Merge problem still present

tfa · May 27, 2017, 1:23pm

The merge problem signaled in the other forum is still present:

I don’t think that the problem was caused by the crust issue because I still observe it in my local network tests (with routing 0.30.0). In fact, merge operations take place very rarely.

To reproduce the problem, you just have to create about 22 nodes (until the first split occurs) and then remove them one by one. The merge never occurs.

Please find here, the log of such an experiment in which a node is added every 10 s and then killed every minute.

This is a simplified test involving short prefixes (0 and 1) but the problem happens also for longer prefixes.

Viv · May 27, 2017, 4:01pm

Cheers for pinging this through. it certainly helps although in this case dont think the issue is the same. While both issues have impacted merges, that was a lot more general and affected more RPCs while this seems to be a merge process specific problem from the latest cleanup.

Just to confirm, could you please try any one of the following and repeat the process you detailed and see if the merge triggers?

Option A: only kill nodes every 100 seconds rather than 60. (this prolly takes longest to try out waiting for that time, so maybe ignore unless editing code and rebuilding might take longer)

Option B: In routing src/peer_manager.rs, try updating the function should_merge to:

/// Returns whether we should initiate a merge.
pub fn should_merge(&mut self) -> bool {
    self.routing_table.should_merge()
}

Option C: In routing src/states/node.rs, update the following line in the function dropped_peer:

if try_reconnect && peer.valid() && self.is_approved {

to

if false && try_reconnect && peer.valid() && self.is_approved {

While none of these are the ideal solution, it should at least showcase the issue better which if any of these options work, would be reconnecting nodes preventing a merge from being triggered. It is a backlog task which once actioned should exclude them essentially but the reconnect expiry timer of > 90secs is being relied on until then.

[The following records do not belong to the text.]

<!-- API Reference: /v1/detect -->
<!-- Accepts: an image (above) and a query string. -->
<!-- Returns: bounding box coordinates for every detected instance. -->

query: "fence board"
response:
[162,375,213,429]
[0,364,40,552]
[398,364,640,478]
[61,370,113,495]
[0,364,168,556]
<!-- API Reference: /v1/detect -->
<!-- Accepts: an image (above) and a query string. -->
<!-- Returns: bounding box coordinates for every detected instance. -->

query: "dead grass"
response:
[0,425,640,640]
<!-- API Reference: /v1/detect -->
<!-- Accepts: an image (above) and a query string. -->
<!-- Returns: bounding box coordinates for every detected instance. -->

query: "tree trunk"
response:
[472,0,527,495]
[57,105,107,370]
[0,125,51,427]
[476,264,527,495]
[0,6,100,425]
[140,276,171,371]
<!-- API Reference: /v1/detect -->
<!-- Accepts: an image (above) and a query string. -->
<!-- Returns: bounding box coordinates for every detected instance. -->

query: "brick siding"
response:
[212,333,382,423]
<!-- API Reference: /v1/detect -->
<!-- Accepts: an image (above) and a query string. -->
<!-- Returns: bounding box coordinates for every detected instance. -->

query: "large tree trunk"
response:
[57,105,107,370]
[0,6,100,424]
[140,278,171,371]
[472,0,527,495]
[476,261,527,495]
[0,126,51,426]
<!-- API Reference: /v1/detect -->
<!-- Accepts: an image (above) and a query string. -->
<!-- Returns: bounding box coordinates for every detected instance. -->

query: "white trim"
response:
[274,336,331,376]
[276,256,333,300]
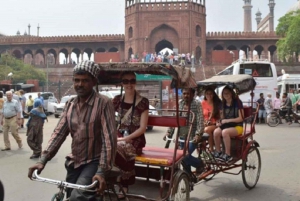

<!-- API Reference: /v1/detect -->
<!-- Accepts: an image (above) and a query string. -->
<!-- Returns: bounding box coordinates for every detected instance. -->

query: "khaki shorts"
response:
[235,126,244,135]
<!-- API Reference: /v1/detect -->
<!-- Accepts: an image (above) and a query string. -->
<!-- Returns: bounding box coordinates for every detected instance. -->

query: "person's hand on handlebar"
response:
[93,174,106,195]
[28,163,45,180]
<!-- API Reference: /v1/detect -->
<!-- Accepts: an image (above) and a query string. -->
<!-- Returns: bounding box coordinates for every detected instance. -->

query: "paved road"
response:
[0,116,300,201]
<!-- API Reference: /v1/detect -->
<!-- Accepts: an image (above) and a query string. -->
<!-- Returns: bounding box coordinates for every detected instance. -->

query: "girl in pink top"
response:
[201,88,221,151]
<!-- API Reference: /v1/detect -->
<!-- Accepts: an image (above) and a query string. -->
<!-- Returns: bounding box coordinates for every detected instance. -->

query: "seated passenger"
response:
[165,89,204,174]
[214,86,244,162]
[201,88,221,152]
[113,72,149,199]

tfa · May 27, 2017, 5:04pm

Option B succeeded (a merge occurred). This is the only option I tried.

I did a simple test: empty prefix => split at 22 nodes => prefixes 0 & 1 => merge at 16 nodes => empty prefix.

Later I will do a more complex test with longer prefixes.

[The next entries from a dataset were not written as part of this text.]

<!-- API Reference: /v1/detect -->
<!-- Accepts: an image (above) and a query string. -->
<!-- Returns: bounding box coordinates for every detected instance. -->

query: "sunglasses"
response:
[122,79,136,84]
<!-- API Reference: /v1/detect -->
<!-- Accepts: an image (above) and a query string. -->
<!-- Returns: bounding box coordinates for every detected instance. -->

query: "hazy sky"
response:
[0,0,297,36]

Edit: I did this longer test with 165 nodes. This generated a series of splits leading to the following sections:

000
001
010
0110
0111
100
101
110
111

Then I deleted the nodes one by one, which successfully triggered the merge operations, leading finally to the section with empty prefix.

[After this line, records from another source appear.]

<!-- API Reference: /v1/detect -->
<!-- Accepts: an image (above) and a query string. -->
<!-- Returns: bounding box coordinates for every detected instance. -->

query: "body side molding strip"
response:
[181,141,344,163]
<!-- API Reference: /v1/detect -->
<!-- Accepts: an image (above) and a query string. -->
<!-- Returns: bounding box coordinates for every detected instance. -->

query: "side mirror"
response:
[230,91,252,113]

All is not perfect because just after a merge some nodes are missing from some routing tables. But then rapidly the situation returns to normal.

Note: If you are interested, log file of this test is stored here on GitHub.

Viv · May 28, 2017, 1:53am

That is actually expected and should be fine as incompatible disjoint sections pre merge would not be connected and will only establish connections once they realise they are required to do so when the merge completes and get their prefixes to be compatible. So eventual consistency should ensure they lead up to re-establishing their connection. If they fail to do so then ofc that’d be an issue too but in this case it seems like it held up as expected.

tfa · June 1, 2017, 9:21pm

Today’s PR in routing seems to have corrected the merge problem: I have observed that the merge operations triggered successfully when shutting down progressively a mid-size local network (52 nodes in 4 sections).